Bir başkadır sinema keyfi
Yaz akşamları Beşiktaş’ta Ağustos ayında da renkli geçti. Ağustos’un son haftasında yine birbirinden güzel etkinlikler Beşiktaş Kentlisi’ni buluşturdu. Beşiktaş Belediyesi Park Buluşmaları etkinlikleri kapsamında, açık hava sinema etkinlikleriyle yaz akşamlarına farklı bir pencere açtı ve 18 Ağustos ile 27 Ağustos tarihi arasında da şu programlar gerçekleşti:
“Vişnezade Şenlikdede Parkı’nda 18 Ağustos’ta ‘Newyork’ta 5 Minare’ adlı sinema sanatseverler ile buluştu. Aynı film, 20 Ağustos’ta Abbasağa Parkı’nda açıkhavada gösterildi. Filmin konusu; kırmızı bültenle aranan ve ismi fenomene dönüşen radikal dinci bir örgütün lideri Deccal kod adlı suçlunun Amerika’da yakalandığı bilgisi gelir. Teşkilatın en başarılı iki polisi Amerika’ya suçluyu teslim almaya giderler.
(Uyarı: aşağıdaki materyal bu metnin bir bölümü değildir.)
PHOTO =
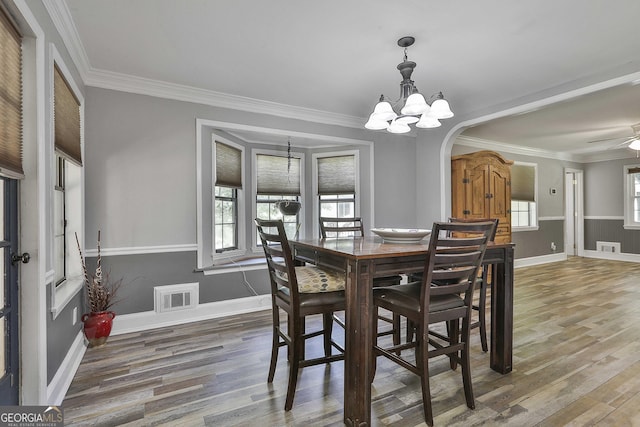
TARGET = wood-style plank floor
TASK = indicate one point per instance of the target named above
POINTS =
(576, 361)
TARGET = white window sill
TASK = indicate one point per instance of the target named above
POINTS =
(242, 262)
(516, 229)
(63, 293)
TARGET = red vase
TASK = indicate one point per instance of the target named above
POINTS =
(97, 327)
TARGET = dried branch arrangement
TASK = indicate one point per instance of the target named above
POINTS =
(100, 290)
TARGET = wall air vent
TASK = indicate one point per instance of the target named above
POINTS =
(612, 247)
(176, 297)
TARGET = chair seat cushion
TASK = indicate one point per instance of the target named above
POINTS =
(313, 280)
(407, 297)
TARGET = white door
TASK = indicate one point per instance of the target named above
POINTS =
(574, 215)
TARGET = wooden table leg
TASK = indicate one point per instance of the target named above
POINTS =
(502, 314)
(357, 388)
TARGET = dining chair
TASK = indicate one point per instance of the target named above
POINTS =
(485, 279)
(454, 258)
(353, 227)
(299, 291)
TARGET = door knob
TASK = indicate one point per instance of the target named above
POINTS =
(24, 258)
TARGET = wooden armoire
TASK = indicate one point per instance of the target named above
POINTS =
(481, 188)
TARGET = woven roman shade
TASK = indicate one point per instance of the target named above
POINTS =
(272, 177)
(523, 183)
(228, 166)
(67, 119)
(633, 170)
(10, 99)
(337, 175)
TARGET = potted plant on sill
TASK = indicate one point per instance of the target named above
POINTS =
(100, 293)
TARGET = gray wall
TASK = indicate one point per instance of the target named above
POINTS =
(550, 175)
(604, 206)
(141, 189)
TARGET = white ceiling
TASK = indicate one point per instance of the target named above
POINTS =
(337, 57)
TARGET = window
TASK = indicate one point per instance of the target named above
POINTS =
(632, 197)
(337, 185)
(524, 213)
(59, 223)
(278, 178)
(67, 185)
(228, 172)
(10, 100)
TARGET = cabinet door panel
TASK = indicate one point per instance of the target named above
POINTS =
(477, 188)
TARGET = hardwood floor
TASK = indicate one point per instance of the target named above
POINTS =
(576, 362)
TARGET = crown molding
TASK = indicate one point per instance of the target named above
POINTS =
(127, 83)
(588, 157)
(514, 149)
(63, 22)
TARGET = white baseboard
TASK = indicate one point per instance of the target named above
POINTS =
(57, 388)
(542, 259)
(146, 320)
(612, 256)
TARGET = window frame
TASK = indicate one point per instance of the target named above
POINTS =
(532, 205)
(64, 292)
(629, 222)
(241, 249)
(317, 208)
(256, 245)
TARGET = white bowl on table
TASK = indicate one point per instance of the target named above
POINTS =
(401, 235)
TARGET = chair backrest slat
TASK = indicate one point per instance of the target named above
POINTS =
(456, 251)
(277, 251)
(338, 227)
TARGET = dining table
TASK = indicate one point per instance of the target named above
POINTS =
(363, 259)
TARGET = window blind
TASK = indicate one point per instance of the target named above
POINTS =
(523, 183)
(66, 116)
(228, 166)
(10, 99)
(337, 175)
(272, 177)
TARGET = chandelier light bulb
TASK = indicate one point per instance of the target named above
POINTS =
(635, 144)
(427, 121)
(398, 127)
(413, 106)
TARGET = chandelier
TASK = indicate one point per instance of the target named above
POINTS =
(413, 107)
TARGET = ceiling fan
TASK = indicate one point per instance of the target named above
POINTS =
(632, 141)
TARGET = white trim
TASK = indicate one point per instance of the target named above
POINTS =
(612, 256)
(61, 17)
(537, 260)
(605, 217)
(241, 198)
(137, 322)
(486, 144)
(33, 351)
(62, 294)
(551, 218)
(629, 196)
(63, 21)
(450, 138)
(59, 385)
(314, 185)
(229, 126)
(528, 228)
(141, 250)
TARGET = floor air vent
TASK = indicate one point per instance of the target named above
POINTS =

Bundan sonrası kolay gibi görünür ama hiçbir şey göründüğü gibi değildir. İstanbul, New York, Bitlis üçgeninde geçen hikaye, yakın dönemin Türkiye’sini sorgularken, 11 Eylül sonrası Amerika ve dünyanın İslam ile olan paranoyasının altını çizecektir.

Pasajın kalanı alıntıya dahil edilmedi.